Vorstandschef Kamieth sagte, die Auslastung sei "historisch niedrig". Zwar schaffe es die BASF in Europa geringer zu schrumpfen als der Markt, aber es sei eben kein Wachstum in Sicht. Deshalb stehe der Standort Ludwigshafen unter einem enormen Druck. Ziel sei daher, den Absatz zu steigern, um die Anlagen besser auszulasten. Ziel für Vorstandschef Markus Kamieth: Das Stammwerk wieder profitabel zu machen, "so schnell es geht".
Keine Verbesserung für 2026 in Sicht
Genaue Beschäftigten-Zahlen für das Werk Ludwigshafen wird es wohl erst im März geben. Sicher ist, dass nicht nur die Auslastung im Stammwerk, sondern auch die Beschäftigtenzahl historisch niedrig sein wird. Im gesamten Konzern seien in den vergangenen zwei Jahren insgesamt 4.800 Stellen abgebaut worden, die Zahl der Führungskräfte ging um 11 Prozent zurück, so Finanzvorstand Dirk Elvermann. Das zeige, dass das Unternehmen auf alle Ebenen effizienter aufgestellt werde. Dieser Kurs werde auch im kommenden Jahr fortgesetzt. Betriebsbedingte Kündigungen schließt eine kürzlich getroffene Standortvereinbarung bis Ende 2028 aus.
Verkauf von Werkswohnungen verteidigt
Aber es trifft nicht nur Verwaltung und Produktion. Zuletzt hatte die BASF überraschend angekündigt, 4.400 Werkswohnungen zu verkaufen. Dazu sagte Vorstandschef Markus Kamieth, er verstehe gut, dass die BASF mit dieser Nachricht viele Menschen verunsichert habe. Er verwies auf den enormen wirtschaftlichen Druck, unter dem die BASF stehe.
Wir wollen uns da aus keiner Verantwortung herausziehen, aber wir müssen eben auch der Realität ins Auge sehen, dass das eben ein Kapital ist, das wir im Unternehmen an anderer Stelle gut gebrauchen können.

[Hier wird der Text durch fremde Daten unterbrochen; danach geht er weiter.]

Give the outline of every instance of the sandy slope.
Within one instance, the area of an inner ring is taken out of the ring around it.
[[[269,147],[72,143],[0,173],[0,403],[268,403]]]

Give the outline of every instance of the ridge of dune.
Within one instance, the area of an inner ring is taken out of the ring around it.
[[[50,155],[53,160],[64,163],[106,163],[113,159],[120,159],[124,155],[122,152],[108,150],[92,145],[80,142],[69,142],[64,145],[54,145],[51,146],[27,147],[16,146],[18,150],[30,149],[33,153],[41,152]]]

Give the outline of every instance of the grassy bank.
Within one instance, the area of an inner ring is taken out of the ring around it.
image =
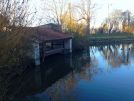
[[[77,35],[73,40],[74,50],[81,50],[89,45],[117,44],[134,42],[134,35],[131,33],[111,33],[111,34],[92,34]]]

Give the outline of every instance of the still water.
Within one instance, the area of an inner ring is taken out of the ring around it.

Die BASF werde von möglichen Käufern der Werkswohnungen Garantien und Zugeständnisse verlangen, um den Verkauf für die Mieter verantwortungsvoll zu gestalten.
Zurückhaltende Prognose - stabile Dividende
Die Prognose des Unternehmens für 2026 fällt bisher eher zurückhaltend aus, eine Verbesserung der Geschäfte sei nicht in Sicht.
Aus heutiger Sicht rechnen wir kurzfristig weder mit einer nennenswerten Markterholung noch mit einer deutlichen Entspannung der geopolitischen Lage.
Für die Aktionärinnen und Aktionäre möchte der Konzern die Dividende stabil halten bei 2,25 Euro je Aktie.